Porno, Crystal Meth, Satanismus: Die Doku-Reihe "Wild Germany" (Sa., 22.15 Uhr, ZDF Neo) zeigt ein grelles Deutschland. Dahinter stehen die Macher der deutschen "Vice".

Lässt auch mal die Hüllen fallen: Moderator Manuel Möglich. Bild: c. herzog/zdf

Will man wirklich wissen, warum sich HIV-negative schwule Männer beim ungeschützten Sex mit Infizierten absichtlich das Aidsvirus einfangen? Will man wissen, ob man in Oberfranken die Droge Crystal Meth tatsächlich quasi hinterhergeschmissen bekommt? Ob in diesem Land tatsächlich noch Menschen Opfer von Satanskulten werden?

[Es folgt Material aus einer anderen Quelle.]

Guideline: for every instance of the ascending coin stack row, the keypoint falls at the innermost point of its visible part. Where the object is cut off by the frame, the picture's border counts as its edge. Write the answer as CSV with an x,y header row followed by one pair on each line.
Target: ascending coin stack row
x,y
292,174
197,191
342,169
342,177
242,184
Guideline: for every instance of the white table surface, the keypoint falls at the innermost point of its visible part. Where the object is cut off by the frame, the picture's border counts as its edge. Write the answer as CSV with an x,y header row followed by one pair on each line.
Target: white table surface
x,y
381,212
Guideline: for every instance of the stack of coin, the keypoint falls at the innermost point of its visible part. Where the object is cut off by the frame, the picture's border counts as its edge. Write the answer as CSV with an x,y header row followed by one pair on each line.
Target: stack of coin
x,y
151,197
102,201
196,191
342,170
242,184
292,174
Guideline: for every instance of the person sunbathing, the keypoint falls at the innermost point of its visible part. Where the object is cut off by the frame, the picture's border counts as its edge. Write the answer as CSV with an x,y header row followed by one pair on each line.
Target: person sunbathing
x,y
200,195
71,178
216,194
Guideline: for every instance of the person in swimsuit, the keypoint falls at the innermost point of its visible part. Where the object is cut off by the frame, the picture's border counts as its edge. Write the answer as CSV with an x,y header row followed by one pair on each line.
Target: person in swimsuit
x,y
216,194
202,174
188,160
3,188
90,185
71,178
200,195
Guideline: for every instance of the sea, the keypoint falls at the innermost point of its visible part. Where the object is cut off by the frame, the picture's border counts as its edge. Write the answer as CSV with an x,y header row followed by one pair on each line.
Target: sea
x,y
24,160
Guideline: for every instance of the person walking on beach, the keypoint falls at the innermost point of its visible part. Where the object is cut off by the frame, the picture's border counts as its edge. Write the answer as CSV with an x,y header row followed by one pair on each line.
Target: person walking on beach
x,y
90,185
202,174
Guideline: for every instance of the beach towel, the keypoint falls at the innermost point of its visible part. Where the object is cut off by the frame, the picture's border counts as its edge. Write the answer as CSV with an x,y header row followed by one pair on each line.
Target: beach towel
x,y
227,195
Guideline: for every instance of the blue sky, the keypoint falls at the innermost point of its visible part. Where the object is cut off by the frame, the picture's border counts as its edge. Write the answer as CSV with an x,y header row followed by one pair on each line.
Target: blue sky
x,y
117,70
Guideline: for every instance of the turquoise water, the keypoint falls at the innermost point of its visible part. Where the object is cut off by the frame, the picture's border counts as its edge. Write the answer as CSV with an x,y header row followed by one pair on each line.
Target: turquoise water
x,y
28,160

Will man? Ja, doch, eigentlich schon. Vielleicht nicht beim ZDF. Aber bei ZDFneo, dem digitalen Spartensender, der das vergreiste Hauptprogramm seit Ende 2009 mit Serien, Dokus und Reportagen für eine deutlich jüngere Zielgruppe konterkariert, zeigt man sich derlei Themenfeldern aus Dunkel-Deutschland gegenüber aufgeschlossen. Und kauft unbefangen eine sechsteilige Reportagereihe ein, die von der deutschen Vice produziert wurde - diesem Magazin, das sich als Gonzo-Blättchen für urbane Hipster genauso einen Namen gemacht hat wie als Produktionsfirma für tollkühnen Wir-gehen-dahin-wo's-weh-tut-Journalismus, etwa der Doku "Heavy Metal in Baghdad".

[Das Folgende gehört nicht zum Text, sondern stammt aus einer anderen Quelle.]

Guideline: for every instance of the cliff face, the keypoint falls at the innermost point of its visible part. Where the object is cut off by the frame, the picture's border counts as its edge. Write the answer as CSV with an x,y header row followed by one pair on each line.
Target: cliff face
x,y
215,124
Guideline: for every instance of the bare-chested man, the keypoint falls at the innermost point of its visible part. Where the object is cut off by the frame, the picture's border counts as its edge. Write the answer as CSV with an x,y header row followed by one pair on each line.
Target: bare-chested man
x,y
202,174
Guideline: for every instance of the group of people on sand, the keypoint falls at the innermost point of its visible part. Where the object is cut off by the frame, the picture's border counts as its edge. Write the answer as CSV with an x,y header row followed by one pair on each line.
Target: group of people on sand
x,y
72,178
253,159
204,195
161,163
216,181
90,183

Tom Littlewood, Chefredakteur der deutschen Vice hat sich das Format "Wild Germany" ausgedacht und den in Sachen Trendnäschen und subkultureller Beschlagenheit durchaus krediblen Berliner Musikjournalisten Manuel Möglich als rasenden Reporter gewonnen. "Völlig freie Hand" habe der Sender dem Team gelassen, erzählt Möglich, der als "Host" der Sendung seine Recherchen vor laufender Kamera vollführt, vor keiner dubiosen Begegnung zurückschreckt, Experten befragt und auch mal die Hüllen fallen lässt, um authentische Eindrücke von schwulen FKK-Partys in Darkrooms zu gewinnen.

Man mag es scheinheilig finden: Möglich versucht in jeder halbstündigen Folge der Reihe - ob zum saftigen Thema Bugchasing (eben jenem absichtlichen Anstecken mit dem HI-Virus), Porno, Crystal Meth, Satanismus, Metal oder islamistischer Rap - möglichst viele Informationen zusammenzutragen, dabei aber weder auf seine eigenen situativen Reaktionen noch auf seine Meinung zum Thema zu verzichten.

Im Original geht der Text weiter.